Non-diabetes indications

  • Heart Failure- treatment with dapagliflozin or empagliflozin should only be started on the advice of a heart failure specialist.
    • Dapagliflozin and empagliflozin are accepted for use as options for treating symptomatic chronic heart failure with reduced ejection fraction in adults, only if used as an add-on to optimised standard care. For further information see NICE  TA679  and NICE TA773.
    • Dapagliflozin and empagliflozin are accepted for use as an option for treating symptomatic chronic heart failure with preserved or mildly reduced ejection fraction in adults. For further information see NICE TA902 and NICE TA929
  • CKD
    • Dapagliflozin and empagliflozin are accepted for use as an option for treating CKD in adults, only if used as an add- on to optimised standard care as specified in NICE TA775 and NICE TA942.

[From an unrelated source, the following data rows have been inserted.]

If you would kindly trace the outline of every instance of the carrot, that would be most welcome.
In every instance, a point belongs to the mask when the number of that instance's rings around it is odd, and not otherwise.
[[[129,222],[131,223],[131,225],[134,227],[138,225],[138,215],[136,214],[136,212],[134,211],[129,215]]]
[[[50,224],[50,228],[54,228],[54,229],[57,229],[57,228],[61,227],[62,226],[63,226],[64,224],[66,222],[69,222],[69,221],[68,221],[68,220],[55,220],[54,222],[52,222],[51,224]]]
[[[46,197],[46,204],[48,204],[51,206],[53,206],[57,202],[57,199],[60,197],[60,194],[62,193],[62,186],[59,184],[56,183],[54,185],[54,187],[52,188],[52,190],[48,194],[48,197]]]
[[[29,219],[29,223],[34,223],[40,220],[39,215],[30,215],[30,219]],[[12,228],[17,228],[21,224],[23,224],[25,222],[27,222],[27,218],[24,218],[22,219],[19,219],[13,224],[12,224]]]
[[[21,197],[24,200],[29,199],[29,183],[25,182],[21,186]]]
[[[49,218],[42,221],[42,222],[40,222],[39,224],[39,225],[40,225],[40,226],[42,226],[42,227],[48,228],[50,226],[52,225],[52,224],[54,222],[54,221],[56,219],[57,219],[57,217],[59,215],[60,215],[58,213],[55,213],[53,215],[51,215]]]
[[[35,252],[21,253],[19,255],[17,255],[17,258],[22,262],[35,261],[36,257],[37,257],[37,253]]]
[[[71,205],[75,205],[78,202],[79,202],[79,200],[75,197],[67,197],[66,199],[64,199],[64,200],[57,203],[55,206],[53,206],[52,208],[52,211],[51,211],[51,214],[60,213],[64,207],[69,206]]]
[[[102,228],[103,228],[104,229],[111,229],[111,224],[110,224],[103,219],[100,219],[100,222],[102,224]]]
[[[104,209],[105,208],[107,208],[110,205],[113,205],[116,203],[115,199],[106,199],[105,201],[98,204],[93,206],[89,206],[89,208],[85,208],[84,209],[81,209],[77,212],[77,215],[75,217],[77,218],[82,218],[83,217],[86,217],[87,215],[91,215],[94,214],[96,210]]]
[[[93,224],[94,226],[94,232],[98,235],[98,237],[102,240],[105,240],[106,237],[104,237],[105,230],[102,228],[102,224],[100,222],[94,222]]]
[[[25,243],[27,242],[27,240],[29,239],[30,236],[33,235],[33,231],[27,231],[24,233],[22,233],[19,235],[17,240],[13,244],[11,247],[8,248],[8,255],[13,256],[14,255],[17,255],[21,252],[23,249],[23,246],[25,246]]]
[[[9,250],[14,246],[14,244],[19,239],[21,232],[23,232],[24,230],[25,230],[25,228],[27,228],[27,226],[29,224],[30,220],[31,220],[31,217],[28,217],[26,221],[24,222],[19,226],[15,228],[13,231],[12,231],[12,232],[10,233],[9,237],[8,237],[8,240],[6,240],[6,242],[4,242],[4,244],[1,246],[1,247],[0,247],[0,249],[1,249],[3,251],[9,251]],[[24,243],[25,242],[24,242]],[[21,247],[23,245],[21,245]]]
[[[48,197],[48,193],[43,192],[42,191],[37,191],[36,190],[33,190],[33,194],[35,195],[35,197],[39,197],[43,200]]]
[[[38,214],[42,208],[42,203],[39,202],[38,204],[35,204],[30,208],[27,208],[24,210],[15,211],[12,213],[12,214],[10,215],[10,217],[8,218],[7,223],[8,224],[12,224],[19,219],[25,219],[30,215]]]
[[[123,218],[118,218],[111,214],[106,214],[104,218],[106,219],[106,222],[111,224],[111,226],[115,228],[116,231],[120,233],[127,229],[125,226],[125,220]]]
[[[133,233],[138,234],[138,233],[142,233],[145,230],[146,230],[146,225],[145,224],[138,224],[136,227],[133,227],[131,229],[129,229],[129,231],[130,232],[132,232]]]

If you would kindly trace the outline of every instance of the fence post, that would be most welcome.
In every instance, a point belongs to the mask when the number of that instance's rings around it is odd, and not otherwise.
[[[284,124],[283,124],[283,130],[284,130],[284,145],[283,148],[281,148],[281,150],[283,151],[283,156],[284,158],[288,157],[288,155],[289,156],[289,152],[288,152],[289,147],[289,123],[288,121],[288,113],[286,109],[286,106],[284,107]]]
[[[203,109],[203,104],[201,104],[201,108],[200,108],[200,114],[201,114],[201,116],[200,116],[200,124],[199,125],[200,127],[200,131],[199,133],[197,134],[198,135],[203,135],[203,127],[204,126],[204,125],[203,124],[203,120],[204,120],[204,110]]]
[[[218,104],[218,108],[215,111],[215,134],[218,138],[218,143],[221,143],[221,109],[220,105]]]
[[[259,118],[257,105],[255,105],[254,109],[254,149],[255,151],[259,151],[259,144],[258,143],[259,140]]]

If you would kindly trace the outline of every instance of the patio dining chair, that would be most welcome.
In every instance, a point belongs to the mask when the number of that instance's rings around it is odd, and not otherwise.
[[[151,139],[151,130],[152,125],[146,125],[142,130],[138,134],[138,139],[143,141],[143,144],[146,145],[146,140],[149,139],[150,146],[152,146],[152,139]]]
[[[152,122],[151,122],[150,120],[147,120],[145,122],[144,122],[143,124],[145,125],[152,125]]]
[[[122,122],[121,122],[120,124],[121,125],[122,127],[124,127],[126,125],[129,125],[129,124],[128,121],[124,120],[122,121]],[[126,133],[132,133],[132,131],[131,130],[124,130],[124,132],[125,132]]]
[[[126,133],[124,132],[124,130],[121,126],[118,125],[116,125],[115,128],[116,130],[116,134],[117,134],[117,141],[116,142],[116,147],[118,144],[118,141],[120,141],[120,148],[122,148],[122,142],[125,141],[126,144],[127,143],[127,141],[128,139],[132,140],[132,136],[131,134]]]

  • Glycosuria, osmotic symptoms and a slightly higher rate of problems due to volume depletion effects (dehydration, hypovolaemia and hypotension) are seen with SGLT-2 inhibitors. Use with caution in those on loop diuretics and frail/elderly patients.
  • Serious cases of DKA have been reported in patients taking a SGLT-2 inhibitor. A number of factors may predispose patients to DKA e.g. a history of pancreatitis, alcohol abuse, conditions leading to restricted food intake or severe dehydration see MHRA for full details. Address modifiable risks for DKA before starting an SGLT-2 inhibitor. For example, people who are following a very low carbohydrate or ketogenic diet may need to delay treatment until they have changed their diet.
  • SGLT-2 inhibitors should be interrupted in patients who are hospitalised for major surgical procedures or acute serious medical illnesses and ketone levels measured – refer to MHRA.
  • SGLT-2 inhibitors should be permanently discontinued post DKA unless another clear precipitating factor is identified and resolved (specialist decision).
  • SGLT-2 inhibitors should not be prescribed in type 1 diabetes.
  • Canagliflozin may increase the risk of lower-limb amputation (mainly toes) in patients with type 2 diabetes. Evidence does not show an increased risk for dapagliflozin and empagliflozin, but the risk may be a class effect. Preventive foot care is important for all patients with diabetes. See MHRA advice for healthcare professionals.
  • There have been reports of Fournier’s gangrene (necrotising fasciitis of the genitalia or perineum) with SGLT-2 inhibitors. If Fournier’s gangrene is suspected, stop the SGLT-2 inhibitor and start treatment urgently (including antibiotics and surgical debridement). Fournier’s gangrene is a rare but potentially life-threatening infection that requires urgent medical attention. See MHRA for further details.